In PV interneurons, muscarine had no significant effect on sIPSC and mIPSC frequency and amplitude (Figures 5A–C). sIPSC frequencies before and after muscarine were 9.59 ± 1.13 and 9.33 ± 0.78 Hz, respectively [F(1.333,6.664) = 2.467, p = 0.162, n = 7 cells/6 mice, RM one-way ANOVA], and the amplitudes were 40.52 ± 5.49 pA and 42.12 ± 5.61, respectively (p = 0.620, F = 1.143, n = 7 cells/6 mice, Friedman test, Figure 5D). mIPSC frequencies before and after muscarine were 2.58 ± 0.41 and 2.00 ± 0.40 Hz, respectively [F(1.546,7.732) = 6.492, p = 0.027, n = 7 cells/5 mice, RM one-way ANOVA; post hoc: muscarine vs. baseline: p = 0.119, baseline vs. scopolamine: p = 0.421, muscarine vs. scopolamine: p = 0.005, Figure 5C and Supplementary Figure 3D], and the amplitudes were 15.33 ± 1.06 and 14.37 ± 1.29 pA, respectively [F(1.930,11.58) = 0.985, p = 0.40, n = 7 cells/5 mice, RM one-way ANOVA, Figure 5D and Supplementary Figure 3D]. Interestingly, muscarine significantly reduced the amplitude of evoked IPSCs in PV interneurons [t(3) = 5.948, p = 0.010, paired t-test, n = 4 cells/3 mice, Figures 5E, F] with no changes in the paired-pulse ratio [t(3) = 0.711, p = 0.528, paired t-test, Figure 5G]. The above data demonstrate muscarine activation of mAChRs selectively reduces inhibitory synaptic transmission, both sIPSC and mIPSC frequency in SST interneurons, mainly in a pre-synaptic manner.

FIGURE 5

Figure 5. Activation of mAChRs does not affect inhibitory synaptic activity in PV interneurons. (A) Representative traces of sIPSCs recorded from a PV interneuron before and after perfusion of muscarine. (B) A histogram shows the effect of muscarine and scopolamine on sIPSC frequency in the PV interneuron. (C,D) Summarized data show the effect of muscarine on sIPSC (n = 6 cells/6 mice) and mIPSC (n = 6 cells/5 mice) frequency and amplitude. (E) A representative experiment from a PV interneuron shows the effect of muscarine on evoked IPSCs. Insets: evoked IPSCs traces taken at the times marked by a and b in the graph. (F,G) Summarized data show the effect of muscarine on evoked IPSC amplitude (n = 4 cells/3 mice) and paired-pulse ratio, respectively. **p < 0.01.

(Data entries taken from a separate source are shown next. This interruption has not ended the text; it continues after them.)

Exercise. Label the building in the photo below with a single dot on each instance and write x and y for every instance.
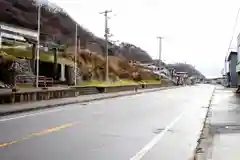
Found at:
(50, 64)
(232, 72)
(238, 61)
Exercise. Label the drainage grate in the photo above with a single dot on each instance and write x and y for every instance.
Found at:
(159, 130)
(228, 128)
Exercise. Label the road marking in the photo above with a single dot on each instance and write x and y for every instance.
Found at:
(39, 113)
(156, 139)
(37, 134)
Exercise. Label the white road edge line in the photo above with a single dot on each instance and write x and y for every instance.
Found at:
(38, 113)
(155, 140)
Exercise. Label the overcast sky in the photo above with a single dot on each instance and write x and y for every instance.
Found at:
(195, 31)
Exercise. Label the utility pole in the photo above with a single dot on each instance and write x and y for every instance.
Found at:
(106, 39)
(160, 54)
(38, 44)
(75, 55)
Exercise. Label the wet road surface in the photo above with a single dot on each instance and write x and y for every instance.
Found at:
(157, 125)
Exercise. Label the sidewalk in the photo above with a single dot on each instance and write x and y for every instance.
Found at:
(224, 126)
(23, 107)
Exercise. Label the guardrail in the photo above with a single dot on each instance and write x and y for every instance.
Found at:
(31, 80)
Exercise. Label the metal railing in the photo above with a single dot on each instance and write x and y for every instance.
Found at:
(31, 80)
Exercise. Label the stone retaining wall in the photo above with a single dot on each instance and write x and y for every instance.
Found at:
(45, 94)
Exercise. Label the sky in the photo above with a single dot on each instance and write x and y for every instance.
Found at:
(197, 32)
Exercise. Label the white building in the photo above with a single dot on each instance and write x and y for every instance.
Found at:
(238, 63)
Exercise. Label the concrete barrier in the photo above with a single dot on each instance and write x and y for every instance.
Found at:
(48, 94)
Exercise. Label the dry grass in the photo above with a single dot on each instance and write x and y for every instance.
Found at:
(119, 68)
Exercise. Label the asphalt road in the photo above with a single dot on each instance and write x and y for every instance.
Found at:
(158, 125)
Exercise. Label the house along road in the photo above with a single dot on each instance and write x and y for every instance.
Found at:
(157, 125)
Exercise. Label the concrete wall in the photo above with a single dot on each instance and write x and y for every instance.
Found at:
(232, 70)
(238, 63)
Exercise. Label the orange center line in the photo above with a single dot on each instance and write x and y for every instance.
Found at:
(36, 134)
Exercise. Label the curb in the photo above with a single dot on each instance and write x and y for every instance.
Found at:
(78, 101)
(199, 150)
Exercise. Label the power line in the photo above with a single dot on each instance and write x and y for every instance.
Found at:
(234, 29)
(106, 39)
(230, 43)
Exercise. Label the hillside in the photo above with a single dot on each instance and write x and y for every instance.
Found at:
(182, 67)
(56, 25)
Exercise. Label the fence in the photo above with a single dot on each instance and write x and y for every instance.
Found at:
(31, 80)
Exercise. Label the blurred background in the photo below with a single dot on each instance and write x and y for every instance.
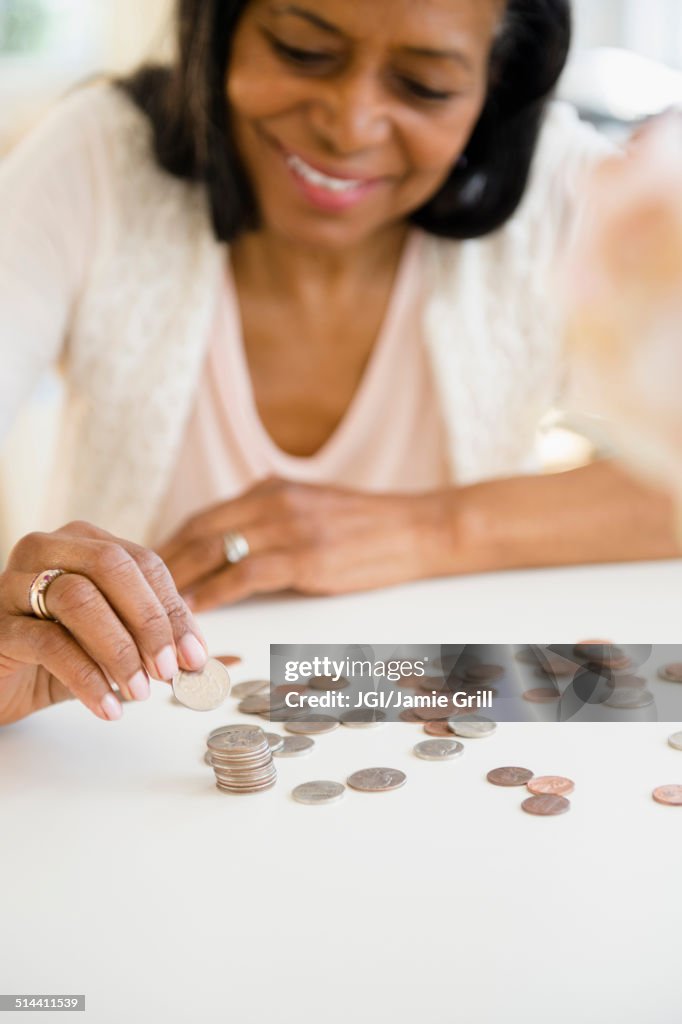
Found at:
(626, 66)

3.4. Scopolamine enhances inhibitory synaptic transmission specifically in SST interneurons

In SST interneurons, bath application of scopolamine significantly increased sIPSC and mIPSC frequency without altering the amplitude (Figures 6A–D). sIPSC frequencies before and after scopolamine were 2.89 ± 1.00 Hz and 3.80 ± 1.39, respectively (p = 0.031, n = 7 cells/5 mice, Wilcoxon test, W = 26), and the amplitudes were 32.29 ± 4.74 and 31.91 ± 4.61 pA, respectively (p = 0.73, Wilcoxon test, W = −7). For mIPSCs, the frequencies before and after scopolamine were 2.37 ± 0.55 and 2.72 ± 0.52 Hz, respectively [t(7) = 2.593, p = 0.036, n = 8 cells/5 mice, paired t-test, Figure 6C], and the amplitudes were 12.65 ± 0.79 and 13.34 ± 0.69 pA, respectively [t(7) = 0.716, p = 0.497, n = 8 cells/5 mice, paired t-test, Figure 6D]. Scopolamine did not change the amplitude of evoked IPSCs [t(4) = 0.0199, p = 0.99, paired t-test, Figures 6E, F] and paired-pulse ratio [t(4) = 1.486, p = 0.212, n = 5 cells/4 mice, paired t-test, Figure 6G].

FIGURE 6

Figure 6. Blocking mAChRs enhances inhibitory synaptic transmission in the SST interneuron. (A) Representative traces of sIPSCs from an SST interneuron before and after application of scopolamine. (B) A histogram shows the effect of scopolamine on sIPSC frequency in the SST interneuron. (C,D) Summarized data show the effect of scopolamine on sIPSC (n = 7 cells/5 mice) and mIPSC (n = 8 cells/5 mice) frequency and amplitude, respectively. (E) A representative experiment from an SST interneuron shows the effect of scopolamine on the amplitude of evoked IPSCs. Inserts: the traces of evoked IPSCs taken at the times indicated by a and b in the graph. (F,G) Summarized data showing the effect of scopolamine on evoked IPSC amplitude (n = 5 cells/4 mice) and paired-pulse ratio, respectively. *p < 0.05.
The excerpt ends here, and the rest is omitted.